For a brief moment, Chicago, you were living in a wonderland of locally produced s'more-themed beers. Did you miss it?
The s'more party started when Pipeworks' S'more Money, S'more Problems came out mid-winter, and newcomer Cahoots Brewing followed up with their No S'more imperial stout last month. Then there's Off Color Brewing's Dino S'mores, which has been available for the last couple months, and I was just able to try it this week.
After starting off strong with under-represented styles like their Troublesome gose and Scurry kotbusser, a sweet and sticky Russian Imperial Stout seems somewhat mainstream for an Off Color release. Brewer John Laffler explained that it's a recipe that's been floating around since before Off Color even existed. Laffler originally made it with Danish brewery Amager as a collaboration with Kristina Bozic at West Lakeview Liquors.
"We made it and we released it and we looked around, and we're like, 'Well, shit. We're out alongside two other s'mores beers,'" Laffler says. "So this beer that I fuckin' brewed like a year ago and have had formula approval sitting out forever... Yeah, it's funny how the market works like that sometimes."
In my experience, not all beers deliver the the promise of the name on the label. But with this beer, while I can't claim I know what dinosaur tastes like, the s'mores part is spot on. All it's missing is the campfire.
More than anything, this beer is a testament to how sexy a beer can taste. Before we even get to the flavor, let's talk about how just the body of the beer alone is velvet-Elvis-smooth; black and syrupy and capital-R Rich. It's practically silken from, as Laffler puts it, the "fuck-ton of oats" in the grain bill along with a massive amount of hand-stripped vanilla beans—28 man hours worth of effort went into getting those in there—that adds "a lusciousness that's hard to get anywhere else." Pour this on the bar and you feel like you could smear it with a spatula.
Sweetly aromatic and candy-bar delicious, the vanilla matches with graham cracker from the flour and the malt, and then it's savory chocolate all the way down.
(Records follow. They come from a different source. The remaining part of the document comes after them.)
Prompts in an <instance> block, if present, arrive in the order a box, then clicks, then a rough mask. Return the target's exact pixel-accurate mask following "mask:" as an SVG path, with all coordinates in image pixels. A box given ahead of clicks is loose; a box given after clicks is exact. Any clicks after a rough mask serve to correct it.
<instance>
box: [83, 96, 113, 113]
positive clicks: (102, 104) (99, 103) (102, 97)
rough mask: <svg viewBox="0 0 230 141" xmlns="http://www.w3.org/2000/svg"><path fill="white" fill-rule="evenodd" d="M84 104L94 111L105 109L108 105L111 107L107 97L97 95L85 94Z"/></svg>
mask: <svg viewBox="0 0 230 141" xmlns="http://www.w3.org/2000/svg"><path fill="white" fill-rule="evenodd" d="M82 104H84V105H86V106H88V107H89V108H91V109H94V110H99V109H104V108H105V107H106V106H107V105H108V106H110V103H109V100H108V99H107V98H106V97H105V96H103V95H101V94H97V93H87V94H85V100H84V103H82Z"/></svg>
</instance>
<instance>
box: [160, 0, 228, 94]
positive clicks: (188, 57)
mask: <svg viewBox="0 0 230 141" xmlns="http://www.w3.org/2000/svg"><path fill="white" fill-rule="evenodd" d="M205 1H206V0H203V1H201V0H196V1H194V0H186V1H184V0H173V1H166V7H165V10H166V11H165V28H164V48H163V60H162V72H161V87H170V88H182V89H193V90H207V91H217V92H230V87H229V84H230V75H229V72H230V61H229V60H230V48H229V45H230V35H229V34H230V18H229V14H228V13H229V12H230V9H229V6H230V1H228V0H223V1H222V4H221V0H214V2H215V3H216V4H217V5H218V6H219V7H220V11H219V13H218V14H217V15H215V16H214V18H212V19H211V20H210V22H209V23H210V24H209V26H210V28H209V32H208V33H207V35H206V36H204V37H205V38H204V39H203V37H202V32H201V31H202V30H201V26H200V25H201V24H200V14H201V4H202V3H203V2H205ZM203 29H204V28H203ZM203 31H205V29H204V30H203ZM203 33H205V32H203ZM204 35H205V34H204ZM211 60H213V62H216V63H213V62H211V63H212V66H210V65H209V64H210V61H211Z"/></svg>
It's not however, a beer that's chock full of actual s'more ingredients, even though there are marshmallow and graham cracker in there.
"Marshmallows are basically just... corn syrup, artificial vanilla extract and gelatin," Laffler says. "Is there some of that in there? Yes, because legally there has to be [to include it on the label]. But like 98% of the flavor comes from the vanilla beans themselves. Mostly it's just aromatics. So you give people the aroma, aroma is like 85% of taste. The mash is by no means half graham crackers or anything like that. We can create those flavors through malt selection."
Dino S'mores can be found on draft and a small release of bottles will follow as well. Plus, a small amount of barrel-aged beer will be ready when it's ready.